Kegiatan tersebut secara resmi dibuka oleh Wakil Bupati Deli Serdang, Lom Lom Suwondo, yang menegaskan bahwa keberangkatan menunaikan ibadah haji merupakan panggilan istimewa dari Allah SWT yang patut disyukuri.
“Bapak dan Ibu adalah orang-orang pilihan yang mendapat panggilan langsung dari Allah SWT. Jika sudah menjadi kehendak-Nya, tidak ada yang mampu menghalangi,” ujarnya di hadapan para jemaah.
Dalam kesempatan itu, Wakil Bupati turut mengingatkan pentingnya menjaga kesehatan serta mempersiapkan diri secara optimal, baik fisik maupun mental, agar seluruh rangkaian ibadah haji dapat dijalankan dengan baik dan khusyuk di Tanah Suci.
Tak hanya itu, ia juga menitipkan harapan kepada para jemaah agar mendoakan Kabupaten Deli Serdang di tempat-tempat mustajab selama menjalankan ibadah.
Mudah-mudahan saat tawaf maupun di tempat-tempat mustajab lainnya, Bapak dan Ibu berkenan mendoakan Kabupaten Deli Serdang agar semakin maju, serta para pemimpinnya mampu menjalankan amanah dengan sebaik-baiknya,” tuturnya.
Turut hadir dalam kegiatan tersebut Ketua I Bidang Pembinaan Karakter Keluarga TP PKK Deli Serdang Ny Asniar Lom Suwondo, Sekretaris Daerah Dedi Maswardy, Kepala Kantor Kementerian Haji dan Umrah Deli Serdang Nurlela, serta Ketua MUI Deli Serdang Kaya Hasibuan dan sejumlah pejabat terkait.

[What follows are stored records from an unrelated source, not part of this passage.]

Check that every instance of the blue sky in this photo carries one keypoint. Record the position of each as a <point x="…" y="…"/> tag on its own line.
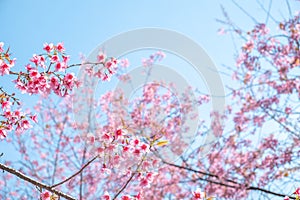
<point x="26" y="25"/>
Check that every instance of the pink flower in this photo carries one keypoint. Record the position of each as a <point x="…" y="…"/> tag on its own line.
<point x="60" y="67"/>
<point x="297" y="192"/>
<point x="106" y="196"/>
<point x="198" y="194"/>
<point x="1" y="47"/>
<point x="48" y="47"/>
<point x="5" y="105"/>
<point x="55" y="58"/>
<point x="101" y="57"/>
<point x="2" y="133"/>
<point x="4" y="68"/>
<point x="126" y="197"/>
<point x="45" y="195"/>
<point x="34" y="118"/>
<point x="60" y="47"/>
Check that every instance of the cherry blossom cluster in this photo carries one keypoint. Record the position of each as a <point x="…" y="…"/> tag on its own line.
<point x="11" y="119"/>
<point x="40" y="78"/>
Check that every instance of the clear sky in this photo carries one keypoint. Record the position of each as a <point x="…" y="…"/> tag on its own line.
<point x="82" y="25"/>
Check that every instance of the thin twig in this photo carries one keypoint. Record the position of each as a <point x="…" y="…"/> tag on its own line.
<point x="66" y="180"/>
<point x="34" y="182"/>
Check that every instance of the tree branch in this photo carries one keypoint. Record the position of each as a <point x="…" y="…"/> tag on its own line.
<point x="34" y="182"/>
<point x="78" y="172"/>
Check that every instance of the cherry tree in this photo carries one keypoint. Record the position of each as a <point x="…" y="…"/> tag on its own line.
<point x="125" y="155"/>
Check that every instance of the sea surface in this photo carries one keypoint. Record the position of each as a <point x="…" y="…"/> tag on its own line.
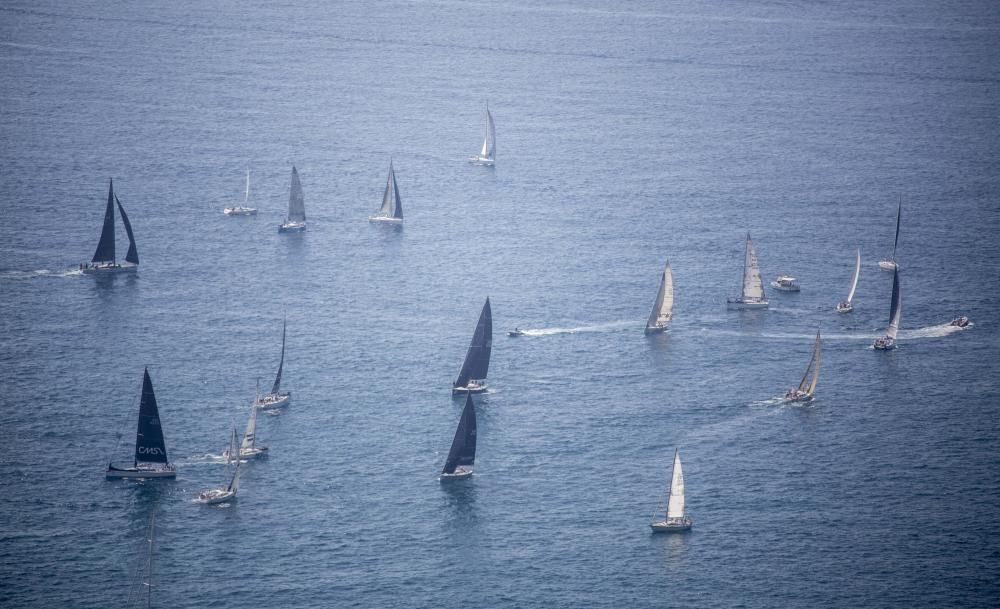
<point x="628" y="134"/>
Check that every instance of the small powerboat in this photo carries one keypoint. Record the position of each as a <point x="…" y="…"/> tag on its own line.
<point x="785" y="283"/>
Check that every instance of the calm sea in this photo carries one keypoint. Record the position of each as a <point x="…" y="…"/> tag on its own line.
<point x="628" y="134"/>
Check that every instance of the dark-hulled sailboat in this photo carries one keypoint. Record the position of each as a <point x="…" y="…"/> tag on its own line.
<point x="472" y="378"/>
<point x="104" y="260"/>
<point x="150" y="448"/>
<point x="462" y="455"/>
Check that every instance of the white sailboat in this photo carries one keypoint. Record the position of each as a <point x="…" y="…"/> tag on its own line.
<point x="104" y="261"/>
<point x="276" y="398"/>
<point x="752" y="292"/>
<point x="807" y="386"/>
<point x="392" y="207"/>
<point x="227" y="492"/>
<point x="890" y="264"/>
<point x="675" y="519"/>
<point x="296" y="220"/>
<point x="663" y="307"/>
<point x="488" y="153"/>
<point x="887" y="342"/>
<point x="244" y="209"/>
<point x="847" y="306"/>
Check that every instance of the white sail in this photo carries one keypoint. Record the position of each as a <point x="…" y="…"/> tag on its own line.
<point x="753" y="287"/>
<point x="857" y="273"/>
<point x="675" y="504"/>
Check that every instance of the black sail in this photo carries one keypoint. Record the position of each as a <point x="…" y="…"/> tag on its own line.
<point x="149" y="444"/>
<point x="133" y="254"/>
<point x="281" y="364"/>
<point x="463" y="447"/>
<point x="477" y="358"/>
<point x="106" y="246"/>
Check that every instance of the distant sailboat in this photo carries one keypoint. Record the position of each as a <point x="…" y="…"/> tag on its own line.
<point x="488" y="153"/>
<point x="890" y="264"/>
<point x="887" y="342"/>
<point x="847" y="306"/>
<point x="276" y="398"/>
<point x="104" y="260"/>
<point x="462" y="455"/>
<point x="663" y="308"/>
<point x="150" y="448"/>
<point x="227" y="492"/>
<point x="807" y="386"/>
<point x="392" y="207"/>
<point x="244" y="209"/>
<point x="752" y="292"/>
<point x="296" y="220"/>
<point x="472" y="378"/>
<point x="675" y="519"/>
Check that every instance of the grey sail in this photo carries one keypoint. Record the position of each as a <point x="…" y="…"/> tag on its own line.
<point x="296" y="200"/>
<point x="106" y="246"/>
<point x="477" y="358"/>
<point x="133" y="254"/>
<point x="149" y="444"/>
<point x="463" y="446"/>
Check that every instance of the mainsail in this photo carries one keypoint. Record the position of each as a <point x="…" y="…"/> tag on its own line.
<point x="477" y="358"/>
<point x="463" y="446"/>
<point x="106" y="246"/>
<point x="675" y="503"/>
<point x="149" y="444"/>
<point x="664" y="305"/>
<point x="895" y="307"/>
<point x="296" y="200"/>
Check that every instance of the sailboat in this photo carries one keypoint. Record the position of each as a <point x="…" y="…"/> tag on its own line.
<point x="244" y="209"/>
<point x="392" y="207"/>
<point x="807" y="386"/>
<point x="488" y="153"/>
<point x="225" y="493"/>
<point x="889" y="264"/>
<point x="663" y="308"/>
<point x="276" y="398"/>
<point x="150" y="448"/>
<point x="752" y="293"/>
<point x="887" y="342"/>
<point x="296" y="220"/>
<point x="847" y="306"/>
<point x="463" y="446"/>
<point x="472" y="378"/>
<point x="104" y="260"/>
<point x="675" y="519"/>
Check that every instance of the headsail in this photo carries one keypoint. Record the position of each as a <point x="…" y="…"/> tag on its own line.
<point x="675" y="503"/>
<point x="664" y="306"/>
<point x="149" y="444"/>
<point x="106" y="246"/>
<point x="895" y="307"/>
<point x="296" y="200"/>
<point x="133" y="254"/>
<point x="463" y="446"/>
<point x="477" y="358"/>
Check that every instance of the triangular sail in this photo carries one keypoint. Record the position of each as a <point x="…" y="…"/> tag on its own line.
<point x="477" y="358"/>
<point x="753" y="287"/>
<point x="149" y="444"/>
<point x="105" y="251"/>
<point x="895" y="307"/>
<point x="296" y="200"/>
<point x="857" y="273"/>
<point x="675" y="503"/>
<point x="463" y="446"/>
<point x="664" y="305"/>
<point x="281" y="364"/>
<point x="133" y="254"/>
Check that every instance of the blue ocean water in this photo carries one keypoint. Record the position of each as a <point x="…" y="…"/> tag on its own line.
<point x="626" y="136"/>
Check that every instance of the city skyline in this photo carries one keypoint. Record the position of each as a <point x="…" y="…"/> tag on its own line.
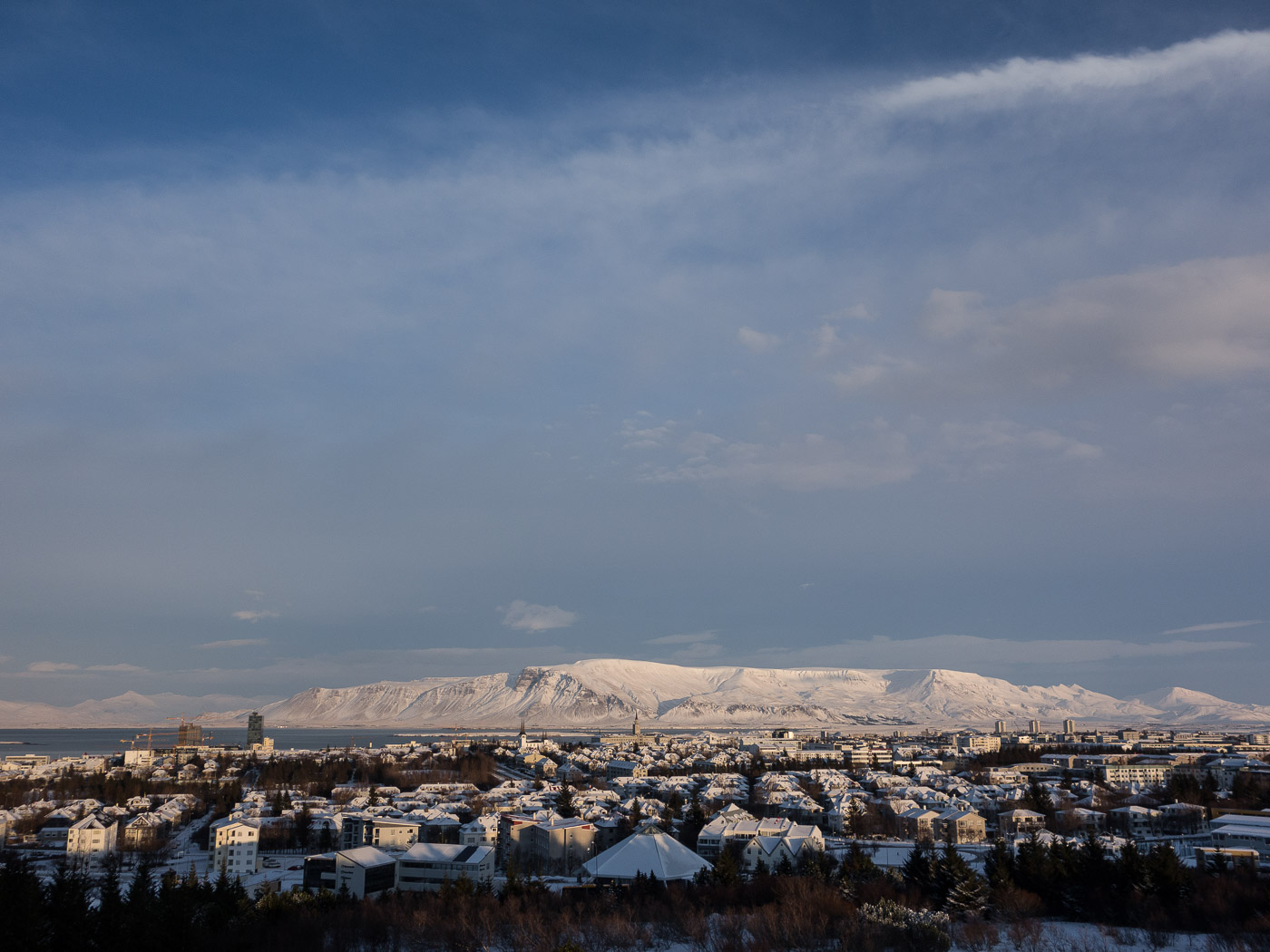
<point x="348" y="343"/>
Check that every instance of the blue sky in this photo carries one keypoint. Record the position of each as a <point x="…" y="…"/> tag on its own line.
<point x="385" y="340"/>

Sementara itu, Kepala Bagian Kesejahteraan Rakyat Setdakab Deli Serdang Faisal Rahman Panjaitan melaporkan, jumlah jemaah calon haji tahun ini mencapai 562 orang, terdiri dari 221 laki-laki dan 341 perempuan.
Seluruh jemaah akan didampingi oleh 12 petugas haji yang tergabung dalam Kloter 10 dan Kloter 15,” jelasnya.
Kegiatan tepung tawar dan manasik ini menjadi bagian penting dalam pembekalan jemaah, tidak hanya dari sisi teknis pelaksanaan ibadah, tetapi juga sebagai penguatan spiritual sebelum keberangkatan ke Tanah Suci.